Leaving the most for your heirs
Q – How can I maximize the estate I leave to my survivors ? – Y.K.
A – The first step it to consider how the final tax bill will be paid. Most Canadians are unprepared, both emotionally and financially, for what will almost undoubtedly be the largest tax bill they have ever encountered — and this in a country that does not have any official estate tax. The government does quite well without them, as it turns out.
Assets such as a cottage, a stock portfolio, or a family business will be “deemed” to be disposed of when you die, as if they had been sold. This can immediately trigger a liability for tax at the capital gains rate.
While registered assets (RRSPs, RRIFs) can pass to a surviving spouse tax-free upon the death of the first spouse, the death of the surviving spouse will trigger the inclusion of their entire value into income. Here again, the resulting tax liability could be significant, perhaps as much as half of the value of the registered plans.

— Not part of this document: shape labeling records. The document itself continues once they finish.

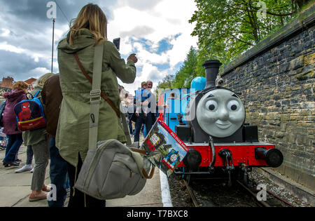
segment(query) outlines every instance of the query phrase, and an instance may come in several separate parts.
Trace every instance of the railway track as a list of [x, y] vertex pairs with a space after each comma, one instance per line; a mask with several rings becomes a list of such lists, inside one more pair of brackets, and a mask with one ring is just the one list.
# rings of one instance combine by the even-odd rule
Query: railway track
[[[218, 186], [214, 188], [214, 187], [209, 185], [208, 188], [206, 188], [208, 189], [206, 190], [208, 192], [208, 195], [211, 196], [210, 197], [202, 196], [203, 193], [202, 192], [199, 192], [197, 189], [194, 189], [185, 180], [183, 180], [183, 183], [190, 198], [192, 207], [295, 207], [293, 204], [268, 190], [266, 190], [265, 201], [259, 201], [257, 197], [259, 190], [256, 190], [255, 189], [255, 187], [249, 188], [238, 180], [236, 181], [234, 185], [235, 189], [227, 193], [227, 195], [230, 194], [230, 196], [225, 196], [226, 187], [222, 187], [220, 192], [222, 195], [220, 196], [214, 193], [218, 192]], [[196, 185], [196, 186], [199, 185], [198, 184]], [[237, 194], [231, 194], [233, 191]], [[247, 196], [244, 196], [246, 194]], [[206, 199], [206, 200], [204, 199], [205, 198]], [[202, 201], [199, 201], [198, 199], [202, 199]]]

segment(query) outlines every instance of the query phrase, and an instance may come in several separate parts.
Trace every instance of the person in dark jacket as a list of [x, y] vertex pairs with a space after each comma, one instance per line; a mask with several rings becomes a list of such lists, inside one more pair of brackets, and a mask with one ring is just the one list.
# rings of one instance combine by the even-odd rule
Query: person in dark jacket
[[[52, 73], [47, 73], [41, 76], [35, 81], [34, 90], [30, 93], [34, 96], [38, 91], [41, 91], [46, 81], [53, 74]], [[45, 109], [45, 105], [41, 100], [41, 93], [39, 93], [37, 98], [42, 102]], [[35, 167], [34, 168], [31, 184], [31, 192], [29, 196], [29, 201], [32, 202], [41, 199], [46, 199], [48, 194], [48, 192], [50, 192], [50, 187], [46, 185], [44, 183], [46, 167], [49, 161], [46, 128], [41, 128], [23, 131], [23, 140], [25, 145], [31, 145], [35, 160]]]
[[13, 89], [6, 92], [4, 98], [6, 98], [6, 107], [4, 112], [4, 133], [8, 136], [8, 145], [6, 149], [6, 157], [3, 163], [5, 167], [19, 166], [15, 161], [15, 156], [20, 147], [23, 142], [22, 132], [18, 128], [14, 106], [19, 102], [27, 99], [26, 93], [29, 85], [24, 81], [18, 81], [13, 84]]
[[62, 93], [59, 75], [55, 74], [46, 80], [41, 91], [41, 99], [45, 105], [46, 131], [49, 134], [49, 153], [50, 156], [50, 176], [51, 184], [56, 188], [56, 198], [48, 199], [49, 207], [63, 207], [66, 197], [66, 181], [67, 163], [61, 157], [55, 146], [57, 126], [58, 124]]

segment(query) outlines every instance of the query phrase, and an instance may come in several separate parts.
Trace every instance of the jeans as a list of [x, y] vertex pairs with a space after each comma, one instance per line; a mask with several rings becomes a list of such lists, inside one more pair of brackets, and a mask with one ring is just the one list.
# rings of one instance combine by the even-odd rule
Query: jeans
[[48, 206], [63, 207], [66, 197], [66, 189], [68, 187], [66, 185], [67, 163], [59, 154], [59, 149], [55, 146], [55, 138], [49, 139], [49, 152], [50, 155], [49, 173], [51, 184], [56, 187], [57, 201], [48, 201]]
[[6, 157], [4, 159], [4, 162], [14, 162], [15, 161], [15, 156], [19, 151], [23, 142], [22, 133], [9, 135], [8, 140], [8, 145], [6, 149]]
[[31, 178], [31, 190], [40, 190], [43, 189], [45, 182], [46, 168], [48, 165], [49, 148], [46, 140], [43, 140], [38, 143], [31, 145], [35, 159], [33, 177]]
[[27, 165], [31, 164], [31, 161], [33, 160], [33, 155], [34, 152], [33, 149], [31, 149], [31, 145], [28, 145], [27, 148], [27, 161], [26, 161]]
[[129, 120], [129, 132], [132, 134], [132, 121]]

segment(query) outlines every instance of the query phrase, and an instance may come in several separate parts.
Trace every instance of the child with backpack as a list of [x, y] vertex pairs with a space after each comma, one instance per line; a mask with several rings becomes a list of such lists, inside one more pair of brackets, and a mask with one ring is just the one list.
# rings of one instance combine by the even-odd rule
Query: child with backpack
[[[53, 74], [48, 73], [41, 76], [34, 83], [34, 88], [31, 91], [33, 97], [36, 95], [37, 98], [41, 102], [41, 91], [46, 81], [52, 76]], [[24, 109], [24, 117], [30, 115], [27, 111], [28, 107]], [[27, 111], [25, 111], [27, 110]], [[46, 167], [48, 164], [49, 149], [48, 145], [48, 138], [46, 127], [34, 130], [23, 131], [23, 140], [25, 145], [31, 145], [35, 159], [35, 167], [34, 168], [33, 177], [31, 179], [31, 193], [29, 196], [29, 201], [47, 199], [48, 192], [50, 187], [44, 184]]]

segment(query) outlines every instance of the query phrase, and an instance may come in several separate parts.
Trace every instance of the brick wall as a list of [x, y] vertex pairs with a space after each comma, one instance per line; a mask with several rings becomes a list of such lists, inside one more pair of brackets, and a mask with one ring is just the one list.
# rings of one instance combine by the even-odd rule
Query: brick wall
[[281, 174], [315, 189], [314, 7], [224, 67], [246, 122], [284, 154]]

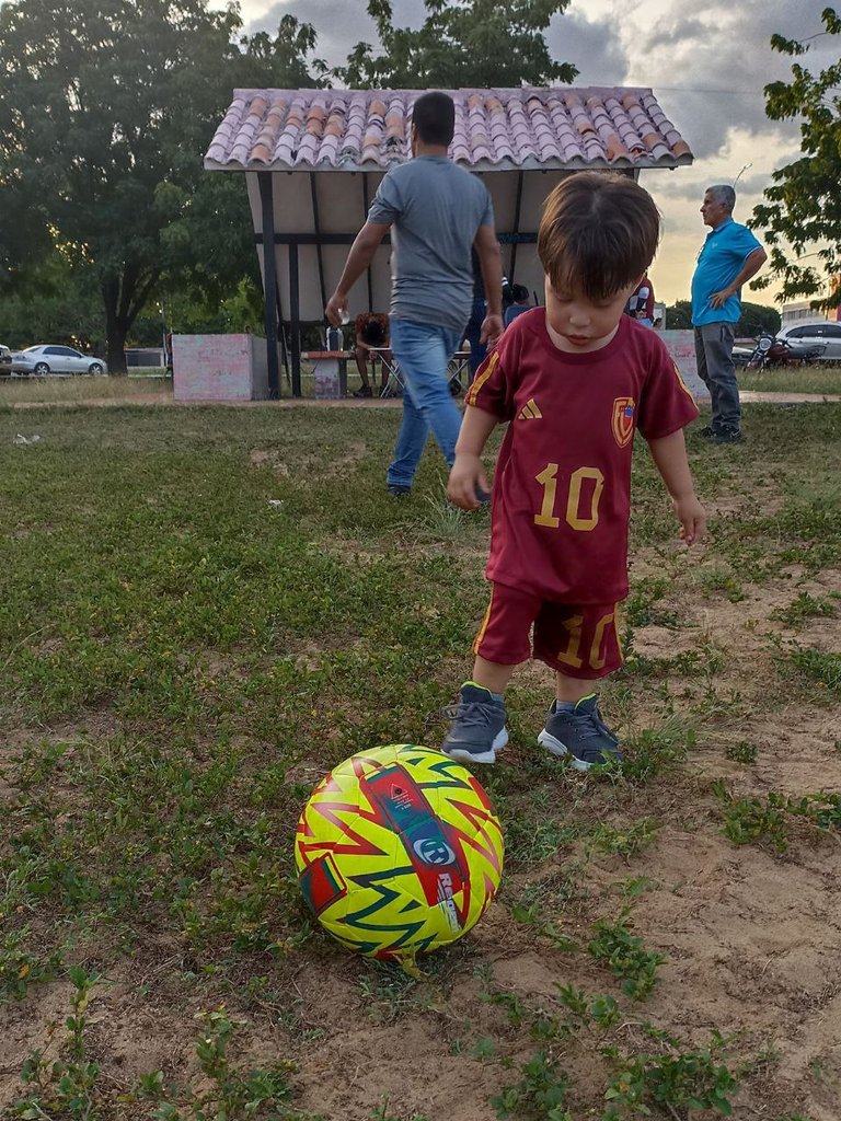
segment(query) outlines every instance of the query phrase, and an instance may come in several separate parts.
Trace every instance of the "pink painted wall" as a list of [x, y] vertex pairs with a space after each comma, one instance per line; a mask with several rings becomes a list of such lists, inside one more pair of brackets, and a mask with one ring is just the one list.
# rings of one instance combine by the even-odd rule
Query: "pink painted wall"
[[266, 400], [266, 341], [253, 335], [173, 335], [176, 401]]

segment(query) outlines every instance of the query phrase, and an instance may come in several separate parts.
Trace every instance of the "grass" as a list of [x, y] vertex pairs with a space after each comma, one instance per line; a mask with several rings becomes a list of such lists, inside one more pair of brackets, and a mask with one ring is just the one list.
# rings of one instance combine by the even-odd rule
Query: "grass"
[[815, 362], [813, 365], [779, 369], [737, 369], [740, 389], [758, 389], [774, 393], [841, 393], [841, 363]]
[[[33, 1054], [44, 1050], [4, 1058], [0, 1117], [16, 1101], [10, 1117], [108, 1121], [423, 1115], [425, 1099], [376, 1077], [352, 1108], [323, 1105], [314, 1071], [350, 1083], [348, 1067], [370, 1063], [329, 1057], [348, 1023], [382, 1032], [380, 1048], [401, 1047], [412, 1025], [422, 1050], [443, 1040], [446, 1056], [488, 1071], [492, 1085], [465, 1080], [477, 1117], [723, 1111], [734, 1076], [717, 1048], [655, 1046], [639, 1027], [644, 1008], [671, 1031], [684, 1000], [671, 951], [664, 962], [647, 948], [662, 943], [645, 908], [669, 890], [649, 861], [675, 831], [701, 831], [733, 860], [745, 842], [789, 860], [802, 837], [837, 833], [833, 791], [777, 805], [722, 786], [717, 800], [694, 760], [752, 763], [745, 713], [783, 719], [792, 689], [838, 713], [839, 655], [811, 643], [813, 628], [834, 626], [837, 599], [798, 582], [828, 580], [841, 559], [841, 406], [748, 406], [749, 443], [733, 448], [690, 430], [699, 489], [722, 511], [690, 559], [637, 448], [628, 661], [603, 705], [627, 763], [581, 776], [539, 754], [549, 678], [518, 675], [510, 761], [480, 776], [506, 831], [503, 890], [475, 938], [409, 980], [353, 961], [314, 925], [290, 837], [313, 785], [346, 756], [435, 742], [433, 714], [469, 670], [486, 606], [488, 513], [453, 513], [433, 454], [416, 494], [386, 500], [397, 409], [151, 409], [120, 404], [126, 386], [0, 386], [0, 1035], [25, 1016]], [[86, 406], [91, 387], [113, 406]], [[12, 407], [36, 398], [68, 407]], [[18, 432], [40, 439], [16, 445]], [[748, 612], [784, 572], [788, 606], [750, 632], [752, 647], [739, 645], [741, 622], [711, 637], [704, 619]], [[763, 628], [777, 623], [797, 624], [797, 642], [769, 643]], [[640, 911], [632, 928], [626, 912], [606, 918], [617, 876]], [[557, 998], [481, 1000], [477, 969], [516, 954], [610, 992], [567, 990], [572, 1019]], [[66, 1038], [48, 1029], [62, 1013], [47, 998], [61, 992], [75, 1020]], [[163, 1053], [179, 1057], [118, 1071], [118, 999], [159, 1021]], [[579, 1059], [598, 1051], [592, 1076], [567, 1077], [575, 1055], [567, 1066], [562, 1039]], [[763, 1105], [765, 1085], [748, 1093]]]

When considering how much you will leave to your heirs, you have to ask how this tax bill be paid. If the estate does not have cash readily availae to pay the taxes owing, then the survivors may need to sell assets to raise the necessary cash.
All this can be avoided if life insurance is used to fund the expected tax liability. Life insurance proceeds paid at death are not taxable. The best option, from the standpoint of cost-effectiveness, is a policy that covers both spouses, with the death benefit to be paid upon the death of the second spouse, which is when the tax liability arises. Such coverages can be surprisingly inexpensive. You might even have your survivors pay the premiums, since they’re the ones who will ultimately benefit from the coverage. – G.P.N.